I don’t consider myself to be in any way a racist. Nor do I see a boogeyman or a secret agenda behind many of the scenarios that occur in everyday life in Canada.
There have been two particular incidents of what I would classify as “over-zealous political correctness” in the last week or two that both startled me a bit with the serious level of debate they stirred up – in one of the two cases I was a bit disappointed with the final action taken.
Sports-related and about colour, both seemed to create a great dealt of angst, anger or anxiety among far too many people.
First was the unexpected vehemence of the peculiar protest again the name adopted by Winnipeg Jets hockey fans for their demonstrations of support for their team in NHL playoffs – the celebrated Winnipeg Whiteout which is simply a hockey tradition that dates back to 1987 when fans of the original Jets franchise were asked to wear white clothing to home playoff games, creating a very intimidating effect and atmosphere.
It has now developed into one of Canada’s largest outside street party celebrations – with something similar taking place outside the Saddledome in Calgary for Flames fans and the Maple Leafs arena as Toronto “original six” team tries to extend its playoff run.
The second event was a similar run at the long-celebrated name, the Redmen, for Montreal’s McGill University sports teams.
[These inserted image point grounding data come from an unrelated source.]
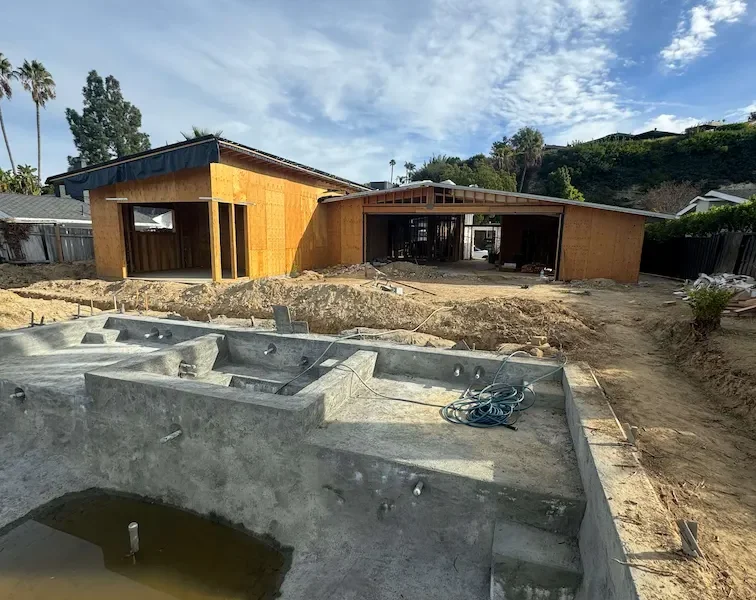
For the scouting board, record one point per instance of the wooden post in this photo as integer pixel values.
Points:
(232, 238)
(59, 243)
(215, 263)
(247, 242)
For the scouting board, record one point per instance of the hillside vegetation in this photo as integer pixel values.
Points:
(621, 172)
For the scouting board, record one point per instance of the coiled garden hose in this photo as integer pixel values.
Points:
(494, 405)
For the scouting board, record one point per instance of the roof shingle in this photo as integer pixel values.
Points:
(23, 206)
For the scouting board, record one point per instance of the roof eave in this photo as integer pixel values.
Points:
(633, 211)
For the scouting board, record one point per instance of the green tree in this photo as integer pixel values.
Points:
(23, 181)
(476, 170)
(37, 80)
(201, 132)
(559, 185)
(528, 145)
(6, 91)
(108, 126)
(410, 169)
(503, 155)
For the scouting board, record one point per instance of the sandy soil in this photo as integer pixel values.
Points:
(692, 399)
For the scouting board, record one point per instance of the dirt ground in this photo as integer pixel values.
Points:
(694, 400)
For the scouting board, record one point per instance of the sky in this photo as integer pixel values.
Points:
(346, 86)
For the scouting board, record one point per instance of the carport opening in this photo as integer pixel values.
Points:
(167, 240)
(529, 241)
(422, 238)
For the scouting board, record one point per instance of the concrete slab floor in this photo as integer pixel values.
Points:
(63, 368)
(538, 456)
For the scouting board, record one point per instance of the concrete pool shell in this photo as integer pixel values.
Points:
(328, 469)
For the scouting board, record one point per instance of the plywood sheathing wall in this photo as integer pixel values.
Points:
(107, 220)
(345, 231)
(286, 227)
(601, 243)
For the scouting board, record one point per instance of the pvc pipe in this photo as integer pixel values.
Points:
(134, 537)
(170, 436)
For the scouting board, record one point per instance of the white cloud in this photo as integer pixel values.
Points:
(669, 123)
(339, 85)
(698, 27)
(741, 114)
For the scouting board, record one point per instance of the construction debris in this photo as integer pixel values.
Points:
(689, 535)
(742, 286)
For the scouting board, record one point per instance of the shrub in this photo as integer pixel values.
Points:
(707, 304)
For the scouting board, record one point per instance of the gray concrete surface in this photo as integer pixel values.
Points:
(531, 563)
(328, 470)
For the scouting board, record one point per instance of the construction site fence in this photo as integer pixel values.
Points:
(685, 258)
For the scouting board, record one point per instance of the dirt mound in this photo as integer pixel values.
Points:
(723, 362)
(331, 308)
(15, 311)
(13, 276)
(346, 270)
(309, 276)
(598, 283)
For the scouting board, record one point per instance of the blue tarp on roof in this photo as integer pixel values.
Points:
(151, 164)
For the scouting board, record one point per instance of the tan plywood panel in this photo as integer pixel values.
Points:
(286, 228)
(107, 234)
(601, 243)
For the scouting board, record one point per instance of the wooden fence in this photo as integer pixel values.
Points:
(732, 252)
(49, 243)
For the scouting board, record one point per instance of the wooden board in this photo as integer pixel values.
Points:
(601, 243)
(345, 232)
(107, 235)
(286, 227)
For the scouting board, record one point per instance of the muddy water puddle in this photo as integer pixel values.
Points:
(80, 549)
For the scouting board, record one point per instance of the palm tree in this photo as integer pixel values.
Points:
(201, 132)
(6, 74)
(410, 169)
(37, 80)
(528, 144)
(502, 154)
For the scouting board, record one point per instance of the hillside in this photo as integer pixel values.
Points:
(620, 172)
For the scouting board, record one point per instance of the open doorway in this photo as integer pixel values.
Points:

The University made a quick decision and has announced it will change the name of its men’s varsity sports teams after Indigenous students, faculty and staff said the name is discriminatory.
I find this a shame, not necessary and maybe somewhat hasty, although the name apparently has rankled some people for some time.
Suzanne Fortier, the principal and vice-chancellor of McGill, told students that same week the decision was made, saying it was based on new principles of commemoration and renaming that the university established in December 2018.
She said that ‘Redmen’ is widely acknowledged as an offensive term for Indigenous peoples, as evidenced by major English dictionaries, — adding “the derogatory meaning does not reflect the beliefs of generations of McGill athletes,” but that “we cannot ignore this contemporary understanding. Intention, however benign, does not negate prejudicial effect,” she said.
“Inclusion and respect are at the core of our university’s principles and values,” Fortier said. A steering committee is to be set up to come up with a new name for the teams through consultation.
Seems to me that’s not needed. Here’s a suggestion: how about an adjustment to ‘Redshirts’ – close enough to retain the meaning of the name in use since the 1920s; quick and easy and women’s teams can use the same name. But, it’s likely too easy for the university community, when they could put their debating team on it.
Back in Winnipeg, fans responded angrily en masse that over-sensitivity is really going overboard, and that too many people are afraid to say anything.
But Alexa Potashnik, the founder of Black Space Winnipeg, a non-profit organization that lobbies for safe spaces for Winnipeg’s black community, started the current fuss on the group’s Facebook page, with a posting, just prior to the start of Stanley Cup playoffs, suggesting the name of the playoff party be changed.
In it, she posted an image and the caption: “Have a look at these photos from past Jets pandemonium/fan appreciation. The four men wearing all white Jets outfits with pointed hoodies … remind you of anything?”
Sorry, but that’s about where my patience as a hockey fan would become strained too – in Winnipeg, the Whiteout started back in 1987 as Jets fans’ responded to the Calgary Flames’ Sea of Red during the playoffs.
That was at a time when the Jets home colours were white, not blue as they now are, but the tradition has stuck. Potashnik says she understands the white colour meaning – “but it’s the culture that we’re talking about,” complaining about the wording of a headline that called for turning Winnipeg’s downtown white again as playoffs returned. I wish I could be more sympathetic – would anyone say a wartime blackout was discriminatory? Hardly – and for me these issues always seem to quickly get blown out of all sensible proportion and tend to drag on from year to year.
It really is a bit of a tradition – and it’s by no means an annual one, for obvious reasons – no playoff, no problem.
For some it’s a gray area – but I don’t want to go there either – and I don’t was some argumentative seniors questioning my choice of words – and there’s no shortage of those either.